Когда музыка затихла, мы, вспотевшие, вернулись за стол, и Санек неожиданно серьезно спросил меня:
— Скажи мне, ты готов в путешествии на любые перемены?
— Типа того.
— Тогда осталась еще одна. Но ты должен согласиться на нее заранее, и обратного пути уже не будет.
Наступила пауза.
— Она страшная?
— Очень!
Оглядев себя, я понял, что уже настолько испорчен, что Саше не под силу испортить меня сильнее.
— Согласен!
— Тогда закрывай глаза на тридцать секунд!
Делать нечего. Изображение погрузилось в темноту, по которой я летал, как вертолет. Наверное, надо было представить, что ребята собирались сделать со мной, но это было слишком запарно.
— Открывай!
Глаза распахнулись. Обстановка в комнате не изменилась. Все сидели в тех же позах. И только у одного сирийца в руках был найден какой-то инструмент. Я пригляделся — это оказалась большая бритвенная машинка.
— Димон, если ты действительно готов измениться после кругосветки, тебе надо подстричься. Прямо сейчас! Налысо!
Мне понадобилась одна секунда раздумий, чтобы сказать:
— Валяйте!
Фарис нацепил трехмиллиметровую насадку. Уже через минуту все мы забились в маленькую ванну, включили музыку и бритву.
— Первый пааашел! — скомандовал Саша. Сириец схватил копну волос и провел машинкой под корень.
— Уррра! Долой эту волосню! — кричали все и хлопали. Мои волосы падали вниз, вино заливалось внутрь, а ребята танцевали. В общем, я вырубился часа в три ночи, распластавшись по кровати какого-то сирийца.
— Подъем! — скомандовал Саша, по-прежнему работавший исправнее любых часов. Казалось, мы спали минут десять. — Баня ждет!
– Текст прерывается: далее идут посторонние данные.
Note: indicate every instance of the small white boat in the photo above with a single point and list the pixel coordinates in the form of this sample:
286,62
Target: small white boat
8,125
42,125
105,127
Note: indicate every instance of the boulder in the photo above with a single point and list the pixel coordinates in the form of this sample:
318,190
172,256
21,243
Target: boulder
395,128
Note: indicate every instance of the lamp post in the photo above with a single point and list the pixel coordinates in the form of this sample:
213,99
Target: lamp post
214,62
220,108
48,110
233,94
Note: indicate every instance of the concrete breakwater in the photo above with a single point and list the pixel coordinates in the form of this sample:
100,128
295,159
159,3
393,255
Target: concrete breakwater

Как вы знаете, европейские баньки не делятся по гендерному признаку, а раздеваться догола обязывают. Это значит: женщины и мужчины трутся голышом в одних залах. Но не спешите доставать карманное пенсне — здесь-то Берлин и отличается от Восточной Европы. Большинство местных женщин на редкость страшноваты, обвисши и многослойны. Я старательно разминал голову, но разочарованиям не было предела. Ума не приложу, как выживают работники бани: если бы перед моим носом мелькало такое каждый день, я бы зарекся впредь не заниматься любовью.
Пожалуй, это было к лучшему и позволяло тотально сконцентрироваться на процессах омовения. Мы три раза меняли сауну с холодным бассейном, натирали друг друга солями и пыхтели в одной комнате на двести голых задниц. Посередине комнаты орудовал веником здоровый бородатый мужик: развевал над толпой ароматы цветов и минералов, а та взамен вздыхала и охала. После процедур я плюхнулся на кресло и, не успев закрыться одеялом, уснул в чем мать родила. Вокруг ходили люди, задевая меня разными частями тела, а я дрых абсолютно голый, и было мне комфортно.